おそらく福岡市に限らずですが、大きい自治体であればあるほど取り扱うIT機器の量やそれを管轄する課が増え、一元的に機器を管理しガバナンスを効かせることが困難になるという側面があります。福岡市の現状のセキュリティポリシーでは、機器や記録媒体などの情報資産を事業者に返却する場合や廃棄する場合はソフトウェア消去または物理的な破壊を行うことや、機密性の高い情報を保持する媒体については物理破壊を実施することを推奨していますが、具体的な実施場所などの規定はなく課題が残っていました。

福岡市さまインタビュー

ーー総務省のガイドラインに沿った形での消去を行いたい、という強い思いを持ってETTMSのキャンペーンにお申し込みいただきました。

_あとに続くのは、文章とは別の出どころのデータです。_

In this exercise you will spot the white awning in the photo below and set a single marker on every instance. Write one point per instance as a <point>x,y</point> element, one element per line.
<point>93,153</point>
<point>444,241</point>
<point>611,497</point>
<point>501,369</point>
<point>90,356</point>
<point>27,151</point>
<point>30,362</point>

他自治体での情報流出事件のインパクトが非常に大きかったです。もし福岡市で同様のことが起きたらと考えると他人事ではなく、大きな危機感を持ちました。本件を通じて、事業者の消去証明書だけでは信頼性が低い場面があることが明らかになり、確実なデータ消去の履行が確認できる仕組みが必要と考えるようになりました。ETTMSは、第三者機関ADECによる証明書の発行が可能な点や、総務省のガイドラインに沿った形で専門知識を持った業者が作業を行う点が魅力だと感じました。

ーー実際にETTMSを利用してみていかがでしたか。

リアルタイムで消去状況が確認できるのはこれまでにない体験だったため新鮮でした。
ETTMSの追跡情報を見れば、消去の進捗が一目瞭然で、今まで不透明だったデータ消去作業が可視化されました。データ消去の専門業者によって総務省ガイドラインに沿った消去が行える安心感は大きく、この水準でデータ消去を行っていくことが望ましいと感じました。

ETTMSデータ消去イメージ

※写真・QRコードはイメージです

ーー課題解決には繋がりそうでしょうか。

庁舎内でクリア消去をして外部業者にパージ消去を委託する際の履歴の管理や、情報の機密性に応じた機器の管理という場面ではETTMSはかなり有用なのではないかと感じました。福岡市には様々なシステムがあり、複数の所管課が機器を管理しています。各所管課が、情報の機密性に応じたデータ消去が可能な事業者を選定できるのか、情報の機密性に応じた機器の消去レベルを適切に管理できるのかという課題は、ETTMSを使うことで解決できるのではないかと思いました。例えば、現場では所管課がETTMSで機器を管理しデータ消去や追跡を行いますが、情報システム課がその上の階層で消去が適切に行われたか、漏れがないのかをチェックする、という使い方をイメージしました。

ーー最後に今後の展望を聞かせてください。

第一段階として、既に契約しているリース機器について、ガイドラインに沿ったデータ消去の調達仕様を組み込めないものに関しては、情報システム課でデータ消去を請け負うという流れを検討しています。将来的には、データ消去を情報システム課で全庁的に担うことも構想しています。

ーー本日はお忙しい中ありがとうございました。